As formas de contratação de projetos de desenvolvimento são muitas e estão em evolução. Porém há uma tendência atual, especialmente em contratações de grandes empresas e compras governamentais, de se usar a análise de pontos de função e, mais recentemente, Unidade de Serviço Técnico (UST)

Pontos de função consideram a funcionalidade de um software (sim, nesse caso, estamos falando apenas de projetos de software) a partir do ponto de vista de seu usuário. Eles independem da tecnologia empregada, incluindo a linguagem de programação e qualquer ambiente de desenvolvimento.

A técnica de análise de pontos de função foi proposta em 1979 por Allan J. Albrecht, da IBM, como uma forma de medir a produtividade no desenvolvimento de software e, a partir daí, começou a ser usada na estimativa de esforço e preço de desenvolvimento e comparações de custo/benefício entre produtos de software já prontos. Em 1986, uma série de organizações que já utilizavam a Análise de Pontos de Função criou o IFPUG (International Function Point Users Groups) e, em 2009, essa técnica de análise tornou-se a norma ISO/IEC 20926:2009.
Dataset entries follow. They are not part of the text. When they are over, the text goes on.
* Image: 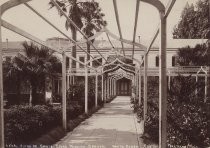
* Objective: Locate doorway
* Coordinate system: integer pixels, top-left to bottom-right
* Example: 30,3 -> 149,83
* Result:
116,78 -> 131,96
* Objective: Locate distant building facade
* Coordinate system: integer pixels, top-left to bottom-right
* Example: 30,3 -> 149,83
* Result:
2,38 -> 208,100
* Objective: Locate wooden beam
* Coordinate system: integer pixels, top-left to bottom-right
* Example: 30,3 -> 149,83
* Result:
132,0 -> 140,59
165,0 -> 176,18
0,9 -> 5,148
113,0 -> 125,56
140,0 -> 176,66
24,3 -> 99,64
141,0 -> 165,12
2,19 -> 99,73
105,28 -> 143,48
1,19 -> 61,53
62,52 -> 67,131
1,0 -> 31,15
106,33 -> 115,49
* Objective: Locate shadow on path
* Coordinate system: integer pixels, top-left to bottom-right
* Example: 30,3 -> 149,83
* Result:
54,96 -> 156,148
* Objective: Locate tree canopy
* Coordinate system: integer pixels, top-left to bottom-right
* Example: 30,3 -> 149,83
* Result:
173,0 -> 210,39
49,0 -> 106,68
177,43 -> 210,66
4,42 -> 61,105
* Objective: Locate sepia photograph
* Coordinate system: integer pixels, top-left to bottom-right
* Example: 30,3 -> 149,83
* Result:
0,0 -> 209,147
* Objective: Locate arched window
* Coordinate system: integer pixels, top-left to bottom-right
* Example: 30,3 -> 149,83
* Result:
156,55 -> 159,67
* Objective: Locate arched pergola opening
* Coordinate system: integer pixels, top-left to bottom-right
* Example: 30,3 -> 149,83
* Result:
2,0 -> 202,148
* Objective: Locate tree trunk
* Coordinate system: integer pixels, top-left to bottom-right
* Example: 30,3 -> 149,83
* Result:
87,42 -> 91,73
71,27 -> 77,69
71,27 -> 77,84
87,42 -> 91,64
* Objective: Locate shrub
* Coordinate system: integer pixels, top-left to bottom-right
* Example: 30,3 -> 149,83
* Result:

O IFPUG publica o Counting Practices Manual, que foi traduzido para o português e é disponibilizado pelo Grupo de Usuários Brasileiros de Pontos de Função, mediante inscrição no grupo (http://www.bfpug.com.br/), onde é possível encontrar muito mais informações sobre o assunto.

De acordo com a Wikipedia, a Unidade de Serviço Técnico (UST) é uma unidade de mensuração de esforço para a execução de um serviço que envolva, prioritariamente, esforço humano não mensurável previamente com precisão ou de difícil mensuração por outras técnicas. É uma forma de diferenciar e mapear as horas de esforço técnico utilizadas para o desenvolvimento de atividades, baseando-se na natureza e complexidade da tarefa e na qualidade de cada profissional alocado. Ainda que, a rigor, essa definição aproxime a UST da ideia de Story Points, não é difícil encontrar em solicitações de propostas fórmulas que façam a equivalência da mesma em horas.

Leia no Capítulo 13, “Ferramentas”, uma breve descrição da técnica Ballpark, que pode ser usada no auxílio à orçamentação de projetos.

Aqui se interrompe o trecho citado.